Our desire for freedom and our historical experience are behind Poland’s absolute and categorical condemnation of the unlawful Russian aggression against the sovereign and independent state of Ukraine.
Ukrainians, fighting today for their freedom, independence and the right to freely choose their future, fight for the freedom of the whole Europe. They remind us about something that we might have forgotten – that peace cannot be taken for granted and that freedom is worth paying the highest price.
There is a lesson for us all to be drawn from the adoption of the Constitution of the third of May.
It was the result of a progressive thinking of those who saw merit in modernizing the country and placing it on legal and universal foundations. It was an attempt to ensure safety and prosperity of the nation by introducing a strong democratic state. Unfortunately, before it bore fruit it was squashed by a brutal imperialism of our neighbours.
As centuries passed, many things have changed in Europe, but Russia’s aggression against Ukraine is a sober reminder of that imperialism and an outrageous attempt to trample Ukrainian dreams of a democratic and fully independent country.
That is why today, standing here in the city of peace and justice, we need, as never before, to defend strongly a rule based international order and support the international justice system.
Both Poland and the Netherlands, although so different because of their geography, history and traditions, are nevertheless so close because of the shared love and respect for freedom. It is no coincidence that today Poland and the Netherlands are standing shoulder to shoulder to strengthen European security.
Our partnership manifests itself also in our strong and dynamic economic cooperation in many sectors such as finance, hi-tech and green technologies as well as agriculture and food industry.
I am also proud that so many of my compatriots have chosen the Netherlands as their second home, living and working here, contributing to the development and the economy of their host country.
A national day is a great opportunity to learn more about national traditions, culture and art. In this context, let me invite you all to discover works by a famous Polish artist Jerzy Nowosielski, who’s 100 anniversary of birth we are celebrating this year.
Nowosielski was one of the most outstanding Polish artists of the 20th century. Born to a Ukrainian father and a Polonised Austrian mother, Nowosielski was brought up in a blend of Polish and Ukrainian culture, and his art brings together both the heritage and pride of Poland and Ukraine.
You can see some of his works here in the Old City Hall and outside, on the fence around our Embassy, just across the street.
Before I conclude, I would also like to thank our sponsors who generously contributed to the organization of today’s event.

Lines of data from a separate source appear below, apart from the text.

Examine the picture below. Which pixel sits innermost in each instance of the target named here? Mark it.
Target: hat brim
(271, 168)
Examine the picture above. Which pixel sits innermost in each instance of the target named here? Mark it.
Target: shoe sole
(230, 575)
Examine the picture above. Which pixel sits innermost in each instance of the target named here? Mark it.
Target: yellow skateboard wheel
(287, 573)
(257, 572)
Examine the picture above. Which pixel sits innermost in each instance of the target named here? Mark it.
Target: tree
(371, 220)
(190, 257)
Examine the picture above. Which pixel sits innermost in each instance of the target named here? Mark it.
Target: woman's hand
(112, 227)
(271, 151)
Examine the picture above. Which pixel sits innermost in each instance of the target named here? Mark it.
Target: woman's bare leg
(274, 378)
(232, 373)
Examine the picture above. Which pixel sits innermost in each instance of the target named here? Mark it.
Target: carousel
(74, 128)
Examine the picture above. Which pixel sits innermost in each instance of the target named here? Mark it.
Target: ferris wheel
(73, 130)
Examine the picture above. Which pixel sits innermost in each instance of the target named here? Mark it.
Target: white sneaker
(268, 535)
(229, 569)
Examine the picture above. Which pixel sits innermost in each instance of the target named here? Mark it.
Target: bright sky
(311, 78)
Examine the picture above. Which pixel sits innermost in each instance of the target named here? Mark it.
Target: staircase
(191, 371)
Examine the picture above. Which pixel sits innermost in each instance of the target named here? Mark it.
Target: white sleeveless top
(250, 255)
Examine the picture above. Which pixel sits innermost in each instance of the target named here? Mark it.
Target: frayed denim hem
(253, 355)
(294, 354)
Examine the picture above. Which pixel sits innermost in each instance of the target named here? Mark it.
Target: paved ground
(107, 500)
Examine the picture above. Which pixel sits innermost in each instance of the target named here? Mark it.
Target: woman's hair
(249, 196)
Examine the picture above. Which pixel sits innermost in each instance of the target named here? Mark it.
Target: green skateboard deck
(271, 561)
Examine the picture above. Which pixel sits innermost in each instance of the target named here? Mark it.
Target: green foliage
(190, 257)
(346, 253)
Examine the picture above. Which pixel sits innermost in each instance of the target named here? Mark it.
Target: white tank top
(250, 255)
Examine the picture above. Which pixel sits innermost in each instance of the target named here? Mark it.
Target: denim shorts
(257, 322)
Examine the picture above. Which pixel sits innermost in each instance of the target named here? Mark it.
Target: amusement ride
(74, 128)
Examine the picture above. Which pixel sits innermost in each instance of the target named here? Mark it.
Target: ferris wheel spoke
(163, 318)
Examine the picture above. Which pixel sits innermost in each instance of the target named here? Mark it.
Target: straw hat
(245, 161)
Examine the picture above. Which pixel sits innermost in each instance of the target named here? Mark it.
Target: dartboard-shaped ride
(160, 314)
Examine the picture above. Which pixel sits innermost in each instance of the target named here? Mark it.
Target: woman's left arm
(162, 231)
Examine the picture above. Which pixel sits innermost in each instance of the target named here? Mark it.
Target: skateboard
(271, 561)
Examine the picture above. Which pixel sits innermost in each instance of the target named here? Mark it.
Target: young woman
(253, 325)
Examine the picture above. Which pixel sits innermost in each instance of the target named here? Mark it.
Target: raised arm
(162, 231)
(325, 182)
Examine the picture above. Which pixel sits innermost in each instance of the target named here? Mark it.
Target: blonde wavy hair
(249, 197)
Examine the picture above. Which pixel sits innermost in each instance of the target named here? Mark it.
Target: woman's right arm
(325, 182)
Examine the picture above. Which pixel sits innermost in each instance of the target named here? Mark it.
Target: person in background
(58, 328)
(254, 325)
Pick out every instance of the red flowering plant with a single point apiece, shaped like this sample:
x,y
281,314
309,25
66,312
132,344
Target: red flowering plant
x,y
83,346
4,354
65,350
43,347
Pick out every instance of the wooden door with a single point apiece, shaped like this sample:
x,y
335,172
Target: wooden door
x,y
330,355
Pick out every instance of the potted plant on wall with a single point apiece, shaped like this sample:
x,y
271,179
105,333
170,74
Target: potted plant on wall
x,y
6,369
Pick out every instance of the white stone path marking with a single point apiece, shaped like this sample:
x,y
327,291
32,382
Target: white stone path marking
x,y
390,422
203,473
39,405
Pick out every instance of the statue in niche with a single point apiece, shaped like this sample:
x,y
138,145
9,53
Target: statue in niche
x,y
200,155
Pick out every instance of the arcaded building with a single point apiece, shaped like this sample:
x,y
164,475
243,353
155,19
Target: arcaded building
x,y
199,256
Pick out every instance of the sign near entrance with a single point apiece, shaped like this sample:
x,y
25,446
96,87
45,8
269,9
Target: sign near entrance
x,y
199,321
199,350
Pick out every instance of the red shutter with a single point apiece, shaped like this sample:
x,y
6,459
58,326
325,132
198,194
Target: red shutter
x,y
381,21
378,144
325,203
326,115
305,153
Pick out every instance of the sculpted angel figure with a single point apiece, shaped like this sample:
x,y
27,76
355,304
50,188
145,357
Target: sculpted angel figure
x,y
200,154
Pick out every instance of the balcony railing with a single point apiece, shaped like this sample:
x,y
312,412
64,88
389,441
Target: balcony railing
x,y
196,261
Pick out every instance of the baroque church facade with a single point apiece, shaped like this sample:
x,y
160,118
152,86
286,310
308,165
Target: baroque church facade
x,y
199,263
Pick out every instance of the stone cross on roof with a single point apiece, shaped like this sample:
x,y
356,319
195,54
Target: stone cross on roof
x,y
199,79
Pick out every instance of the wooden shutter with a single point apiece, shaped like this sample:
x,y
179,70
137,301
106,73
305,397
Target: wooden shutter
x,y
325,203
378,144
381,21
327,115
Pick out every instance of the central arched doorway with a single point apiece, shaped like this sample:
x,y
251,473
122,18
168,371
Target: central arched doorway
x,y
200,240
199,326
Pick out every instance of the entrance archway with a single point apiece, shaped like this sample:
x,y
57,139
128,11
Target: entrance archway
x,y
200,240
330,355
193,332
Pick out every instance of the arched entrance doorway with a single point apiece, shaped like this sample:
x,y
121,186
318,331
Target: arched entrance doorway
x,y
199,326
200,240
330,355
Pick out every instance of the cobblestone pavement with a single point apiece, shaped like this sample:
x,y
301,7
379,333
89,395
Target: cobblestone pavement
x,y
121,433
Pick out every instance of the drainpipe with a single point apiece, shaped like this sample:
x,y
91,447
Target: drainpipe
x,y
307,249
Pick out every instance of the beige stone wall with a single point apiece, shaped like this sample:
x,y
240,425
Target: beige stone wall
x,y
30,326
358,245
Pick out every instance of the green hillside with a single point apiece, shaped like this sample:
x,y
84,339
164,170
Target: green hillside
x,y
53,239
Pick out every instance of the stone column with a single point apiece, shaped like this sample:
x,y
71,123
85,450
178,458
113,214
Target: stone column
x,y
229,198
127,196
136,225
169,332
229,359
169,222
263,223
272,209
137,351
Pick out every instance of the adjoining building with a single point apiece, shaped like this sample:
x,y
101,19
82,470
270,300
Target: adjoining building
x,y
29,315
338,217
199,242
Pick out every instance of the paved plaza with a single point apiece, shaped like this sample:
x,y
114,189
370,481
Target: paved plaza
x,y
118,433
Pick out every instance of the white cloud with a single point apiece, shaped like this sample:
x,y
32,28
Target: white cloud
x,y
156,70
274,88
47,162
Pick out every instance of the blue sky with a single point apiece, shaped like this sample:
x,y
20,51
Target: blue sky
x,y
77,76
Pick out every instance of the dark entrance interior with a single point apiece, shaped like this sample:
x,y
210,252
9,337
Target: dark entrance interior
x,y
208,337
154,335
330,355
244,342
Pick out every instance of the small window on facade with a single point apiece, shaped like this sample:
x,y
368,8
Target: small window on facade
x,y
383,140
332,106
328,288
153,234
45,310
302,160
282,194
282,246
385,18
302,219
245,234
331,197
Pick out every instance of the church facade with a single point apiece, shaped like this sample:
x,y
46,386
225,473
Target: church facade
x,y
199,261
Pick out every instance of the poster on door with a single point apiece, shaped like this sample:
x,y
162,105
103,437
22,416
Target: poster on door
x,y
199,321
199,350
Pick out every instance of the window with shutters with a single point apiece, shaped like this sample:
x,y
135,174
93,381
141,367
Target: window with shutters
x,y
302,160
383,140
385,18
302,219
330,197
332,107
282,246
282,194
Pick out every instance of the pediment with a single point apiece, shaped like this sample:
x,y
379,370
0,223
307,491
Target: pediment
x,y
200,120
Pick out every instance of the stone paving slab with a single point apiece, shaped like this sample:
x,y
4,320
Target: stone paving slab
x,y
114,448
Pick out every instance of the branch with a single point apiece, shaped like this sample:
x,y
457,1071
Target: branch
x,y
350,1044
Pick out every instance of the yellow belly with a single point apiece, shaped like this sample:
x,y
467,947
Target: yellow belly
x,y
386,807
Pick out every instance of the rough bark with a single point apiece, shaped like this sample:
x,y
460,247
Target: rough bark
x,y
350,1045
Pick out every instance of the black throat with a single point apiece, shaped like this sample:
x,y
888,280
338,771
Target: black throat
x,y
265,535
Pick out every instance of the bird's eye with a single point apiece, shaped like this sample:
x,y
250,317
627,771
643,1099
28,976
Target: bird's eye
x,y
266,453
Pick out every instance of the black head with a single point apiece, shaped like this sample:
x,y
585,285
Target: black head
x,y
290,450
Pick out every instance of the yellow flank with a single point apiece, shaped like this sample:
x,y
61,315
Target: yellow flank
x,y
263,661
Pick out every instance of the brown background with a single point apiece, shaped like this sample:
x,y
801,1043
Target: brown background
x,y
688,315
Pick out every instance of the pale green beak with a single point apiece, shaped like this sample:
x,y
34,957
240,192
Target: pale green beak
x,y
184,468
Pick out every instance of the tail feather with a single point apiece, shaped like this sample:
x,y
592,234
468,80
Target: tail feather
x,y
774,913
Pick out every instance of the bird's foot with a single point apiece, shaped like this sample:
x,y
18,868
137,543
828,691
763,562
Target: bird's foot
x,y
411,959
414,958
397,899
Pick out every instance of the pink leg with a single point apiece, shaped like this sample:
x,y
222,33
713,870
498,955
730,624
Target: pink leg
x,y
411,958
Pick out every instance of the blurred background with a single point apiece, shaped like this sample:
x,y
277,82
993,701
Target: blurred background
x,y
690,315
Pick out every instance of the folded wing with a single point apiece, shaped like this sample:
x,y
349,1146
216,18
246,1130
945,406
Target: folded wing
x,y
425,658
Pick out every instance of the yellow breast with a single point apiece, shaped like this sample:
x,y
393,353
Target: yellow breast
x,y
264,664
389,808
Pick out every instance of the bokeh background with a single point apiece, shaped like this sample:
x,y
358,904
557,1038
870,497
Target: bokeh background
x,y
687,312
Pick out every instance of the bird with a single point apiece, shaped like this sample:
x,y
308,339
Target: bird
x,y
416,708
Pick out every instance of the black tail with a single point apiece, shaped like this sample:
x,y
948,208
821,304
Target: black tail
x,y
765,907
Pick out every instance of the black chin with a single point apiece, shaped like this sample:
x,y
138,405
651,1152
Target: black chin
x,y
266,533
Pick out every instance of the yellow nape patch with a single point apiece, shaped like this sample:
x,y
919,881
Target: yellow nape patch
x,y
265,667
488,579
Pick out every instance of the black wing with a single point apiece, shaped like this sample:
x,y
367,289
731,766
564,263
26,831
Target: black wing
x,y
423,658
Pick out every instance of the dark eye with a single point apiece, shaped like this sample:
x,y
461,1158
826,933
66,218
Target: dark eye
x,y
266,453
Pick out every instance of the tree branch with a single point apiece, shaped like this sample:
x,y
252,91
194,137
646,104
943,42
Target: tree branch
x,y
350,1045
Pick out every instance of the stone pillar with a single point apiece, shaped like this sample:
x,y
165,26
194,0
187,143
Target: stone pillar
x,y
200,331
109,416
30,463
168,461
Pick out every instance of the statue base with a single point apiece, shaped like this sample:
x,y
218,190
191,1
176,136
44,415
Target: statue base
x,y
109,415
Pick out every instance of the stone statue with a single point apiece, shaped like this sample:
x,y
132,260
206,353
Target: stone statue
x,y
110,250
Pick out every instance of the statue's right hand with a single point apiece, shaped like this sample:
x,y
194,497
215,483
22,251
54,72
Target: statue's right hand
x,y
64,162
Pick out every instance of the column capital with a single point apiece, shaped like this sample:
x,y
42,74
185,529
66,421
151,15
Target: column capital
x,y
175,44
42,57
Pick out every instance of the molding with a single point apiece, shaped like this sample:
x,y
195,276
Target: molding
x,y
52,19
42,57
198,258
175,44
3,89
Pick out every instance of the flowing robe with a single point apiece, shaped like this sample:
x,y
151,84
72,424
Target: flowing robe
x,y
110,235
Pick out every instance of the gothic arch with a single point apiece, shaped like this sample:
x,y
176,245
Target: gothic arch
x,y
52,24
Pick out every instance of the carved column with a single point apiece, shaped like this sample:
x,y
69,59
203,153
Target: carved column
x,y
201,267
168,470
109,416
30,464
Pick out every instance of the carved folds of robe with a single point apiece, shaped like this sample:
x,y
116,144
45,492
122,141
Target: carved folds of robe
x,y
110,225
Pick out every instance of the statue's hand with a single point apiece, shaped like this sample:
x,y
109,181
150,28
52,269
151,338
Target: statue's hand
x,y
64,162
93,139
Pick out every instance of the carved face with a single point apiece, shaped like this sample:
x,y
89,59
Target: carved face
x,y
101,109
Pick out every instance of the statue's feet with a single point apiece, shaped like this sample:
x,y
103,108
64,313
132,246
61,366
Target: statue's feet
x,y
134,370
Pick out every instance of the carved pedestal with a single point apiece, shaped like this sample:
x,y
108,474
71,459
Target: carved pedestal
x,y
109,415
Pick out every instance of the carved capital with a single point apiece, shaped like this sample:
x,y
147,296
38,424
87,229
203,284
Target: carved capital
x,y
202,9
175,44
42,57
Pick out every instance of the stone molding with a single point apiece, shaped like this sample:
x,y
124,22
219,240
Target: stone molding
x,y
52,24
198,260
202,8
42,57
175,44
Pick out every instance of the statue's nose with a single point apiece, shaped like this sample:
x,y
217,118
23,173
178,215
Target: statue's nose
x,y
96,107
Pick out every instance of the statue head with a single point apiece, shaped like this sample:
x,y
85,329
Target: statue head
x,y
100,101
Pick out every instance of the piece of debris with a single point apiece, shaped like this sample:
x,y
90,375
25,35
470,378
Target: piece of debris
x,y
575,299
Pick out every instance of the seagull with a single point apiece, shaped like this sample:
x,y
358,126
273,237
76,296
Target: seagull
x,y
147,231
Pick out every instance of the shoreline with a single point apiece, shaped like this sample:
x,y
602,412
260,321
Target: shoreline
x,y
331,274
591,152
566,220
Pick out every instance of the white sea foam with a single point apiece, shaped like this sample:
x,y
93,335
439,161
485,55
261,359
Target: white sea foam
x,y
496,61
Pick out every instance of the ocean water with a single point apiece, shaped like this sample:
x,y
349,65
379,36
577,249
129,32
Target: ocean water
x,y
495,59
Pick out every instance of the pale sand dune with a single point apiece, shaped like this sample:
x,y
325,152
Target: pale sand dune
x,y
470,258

First of all, I would like to mention our main sponsor:
- Bank Gospodarstwa Krajowego (BGK) represented here by Mr. Bartłomiej Danek the Head of the Benelux Office.
Also thank to:
- Polish-Dutch Chamber of Commerce;
- Lewandowski law firm;
- TZMO Benelux;
- Polish Tourist Organization;
- Marshal of the Świętokrzyskie Voivodeship, provider of Polish quality wines for the evening;
- Lightart Flowerbulbs, thanks to which we could beautifully decorate the room for today’s occasion.
I would also like to thank the Polish companies whose products you will have the opportunity to taste both during today’s reception and later, at home. Their excellent and delicious products have been provided by:
– Wedel, Premium Rosa, Fruit Family, Microfood, Vortumnus, Łomża beer company, Chodeczek ham producer.
Once again, thank you all for being with us tonight and I wish you a tasty meal! It is a great opportunity to find out about the unique flavours of the Polish cuisine, prepared by the Polish restaurant Kleine Zakopane.”